Each agent can specify which tools it has access to:

```toml
[agents.restricted]
model = "balanced"
tools = ["calculator"]  # Only calculator, no web search

[agents.full_access]
model = "balanced"
tools = ["calculator", "web_search"]  # Both tools
```

If `tools` is empty or omitted, the agent has no tool access.

### Configuration Validation

The configuration is validated on load with:

- **Reference checking**: Models must reference valid providers, agents must reference valid models
- **Circular reference detection**: Workflows cannot have circular agent references
- **Environment variables**: All referenced env vars must be set

For warnings about unused configuration items (providers, models, tools not referenced by anything), the `validate_with_warnings()` method is available.

### Hot Reloading

Configuration changes are **automatically detected** and applied without restarting the server. Edit `ares.toml` and the changes will be picked up within 500ms.

### Environment Variables

The following environment variables **must** be set (referenced by `ares.toml`):

```bash
# Required
JWT_SECRET=your-secret-key-at-least-32-characters
API_KEY=your-api-key

# Optional (for OpenAI provider)
OPENAI_API_KEY=sk-...
```

### Legacy Environment Variables

For backward compatibility, these environment variables can also be used:

```bash
# Server
HOST=127.0.0.1
PORT=3000

# Database (local-first)
# Examples: ./data/ares.db | file:./data/ares.db | :memory:
DATABASE_URL=./data/ares.db

# Optional: Turso cloud (set both to enable)
# TURSO_URL=libsql://<your-db>-<your-org>.turso.io
# TURSO_AUTH_TOKEN=...

# LLM Provider - Ollama (default)
OLLAMA_URL=http://localhost:11434

# LLM Provider - OpenAI (optional)
# OPENAI_API_KEY=sk-...
# OPENAI_API_BASE=https://api.openai.com/v1
# OPENAI_MODEL=gpt-4

# LLM Provider - LlamaCpp (optional, highest priority if set)
# LLAMACPP_MODEL_PATH=/path/to/model.gguf

# Authentication
JWT_SECRET=your-secret-key-at-least-32-characters
API_KEY=your-api-key

# Optional: Qdrant for vector search
# QDRANT_URL=http://localhost:6334
# QDRANT_API_KEY=
```

### Provider Priority

When multiple providers are configured, they are selected in this order:

1. **LlamaCpp** - If `LLAMACPP_MODEL_PATH` is set
2. **OpenAI** - If `OPENAI_API_KEY` is set
3. **Ollama** - Default fallback (no API key required)

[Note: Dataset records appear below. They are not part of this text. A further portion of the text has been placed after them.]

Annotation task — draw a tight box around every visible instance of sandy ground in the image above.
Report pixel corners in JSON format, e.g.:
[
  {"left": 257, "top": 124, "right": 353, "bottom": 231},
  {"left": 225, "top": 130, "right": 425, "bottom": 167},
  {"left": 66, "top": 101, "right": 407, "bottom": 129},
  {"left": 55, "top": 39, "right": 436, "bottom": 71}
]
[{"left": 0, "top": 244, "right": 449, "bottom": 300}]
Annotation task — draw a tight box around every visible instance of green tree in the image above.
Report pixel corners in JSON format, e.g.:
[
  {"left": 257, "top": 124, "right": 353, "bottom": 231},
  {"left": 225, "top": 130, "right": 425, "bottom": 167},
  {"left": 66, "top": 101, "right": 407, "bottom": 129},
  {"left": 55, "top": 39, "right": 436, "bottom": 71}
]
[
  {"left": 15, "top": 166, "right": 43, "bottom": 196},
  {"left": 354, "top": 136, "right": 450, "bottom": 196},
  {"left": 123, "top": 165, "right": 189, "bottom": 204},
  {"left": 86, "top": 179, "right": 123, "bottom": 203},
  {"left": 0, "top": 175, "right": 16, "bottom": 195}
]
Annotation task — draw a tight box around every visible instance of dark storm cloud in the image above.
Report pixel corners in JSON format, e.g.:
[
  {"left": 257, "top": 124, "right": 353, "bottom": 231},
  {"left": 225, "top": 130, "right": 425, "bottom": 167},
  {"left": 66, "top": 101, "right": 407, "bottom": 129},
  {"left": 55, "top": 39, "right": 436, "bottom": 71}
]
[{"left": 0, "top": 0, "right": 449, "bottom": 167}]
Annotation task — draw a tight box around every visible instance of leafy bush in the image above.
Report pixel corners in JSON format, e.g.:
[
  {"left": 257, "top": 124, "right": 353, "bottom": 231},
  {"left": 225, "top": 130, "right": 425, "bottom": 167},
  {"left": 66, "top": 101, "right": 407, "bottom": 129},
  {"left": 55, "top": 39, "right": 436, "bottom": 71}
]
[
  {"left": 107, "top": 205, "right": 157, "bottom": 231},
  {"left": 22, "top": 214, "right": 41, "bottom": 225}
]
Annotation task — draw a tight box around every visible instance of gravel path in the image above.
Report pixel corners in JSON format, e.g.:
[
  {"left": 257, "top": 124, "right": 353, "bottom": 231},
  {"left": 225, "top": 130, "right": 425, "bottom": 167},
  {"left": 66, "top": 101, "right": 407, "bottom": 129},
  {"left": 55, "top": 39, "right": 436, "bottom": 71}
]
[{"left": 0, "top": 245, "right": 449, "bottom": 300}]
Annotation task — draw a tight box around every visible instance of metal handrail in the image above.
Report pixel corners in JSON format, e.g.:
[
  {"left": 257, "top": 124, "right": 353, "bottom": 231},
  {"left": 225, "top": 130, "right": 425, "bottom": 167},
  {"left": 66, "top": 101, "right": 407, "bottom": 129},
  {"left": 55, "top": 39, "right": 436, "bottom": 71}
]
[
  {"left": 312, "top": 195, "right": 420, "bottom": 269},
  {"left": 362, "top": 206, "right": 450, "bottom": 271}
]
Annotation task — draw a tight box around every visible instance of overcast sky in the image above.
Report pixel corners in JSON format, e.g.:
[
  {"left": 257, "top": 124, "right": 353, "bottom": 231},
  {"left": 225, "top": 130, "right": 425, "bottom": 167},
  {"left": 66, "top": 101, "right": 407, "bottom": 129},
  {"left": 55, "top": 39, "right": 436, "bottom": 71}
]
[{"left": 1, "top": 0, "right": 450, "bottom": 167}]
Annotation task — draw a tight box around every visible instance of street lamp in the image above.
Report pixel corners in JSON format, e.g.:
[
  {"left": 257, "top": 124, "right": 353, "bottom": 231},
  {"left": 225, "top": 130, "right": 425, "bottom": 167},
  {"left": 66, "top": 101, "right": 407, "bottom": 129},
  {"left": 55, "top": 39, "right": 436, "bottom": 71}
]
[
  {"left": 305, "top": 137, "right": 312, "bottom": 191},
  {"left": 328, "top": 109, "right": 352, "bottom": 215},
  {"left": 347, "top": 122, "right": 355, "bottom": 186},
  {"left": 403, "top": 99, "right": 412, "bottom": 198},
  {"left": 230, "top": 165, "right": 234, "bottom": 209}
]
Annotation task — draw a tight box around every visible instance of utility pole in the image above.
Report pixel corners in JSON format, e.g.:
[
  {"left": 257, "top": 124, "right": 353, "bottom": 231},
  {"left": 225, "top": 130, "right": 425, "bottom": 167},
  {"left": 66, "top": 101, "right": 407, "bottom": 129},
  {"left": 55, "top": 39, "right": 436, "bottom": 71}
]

### Dynamic Configuration (TOON)

In addition to `ares.toml`, A.R.E.S supports **TOON (Token Oriented Object Notation)** files for behavioral configuration with hot-reloading:

```
config/
├── agents/
│   ├── router.toon
│   ├── orchestrator.toon
│   └── product.toon
├── models/
│   ├── fast.toon
│   └── balanced.toon
├── tools/
│   └── calculator.toon
├── workflows/
│   └── default.toon
└── mcps/
    └── filesystem.toon
```

**Example TOON agent config** (`config/agents/router.toon`):

```toon
name: router
model: fast
max_tool_iterations: 5
parallel_tools: false
tools[0]:
system_prompt: |
  You are a router agent that directs requests to specialized agents.
```

**Enable TOON configs** in `ares.toml`:

```toml
[config]
agents_dir = "config/agents"
models_dir = "config/models"
tools_dir = "config/tools"
workflows_dir = "config/workflows"
mcps_dir = "config/mcps"
hot_reload = true
```

TOON files are automatically hot-reloaded when changed. See [docs/DIR-12-research.md](docs/DIR-12-research.md) for details.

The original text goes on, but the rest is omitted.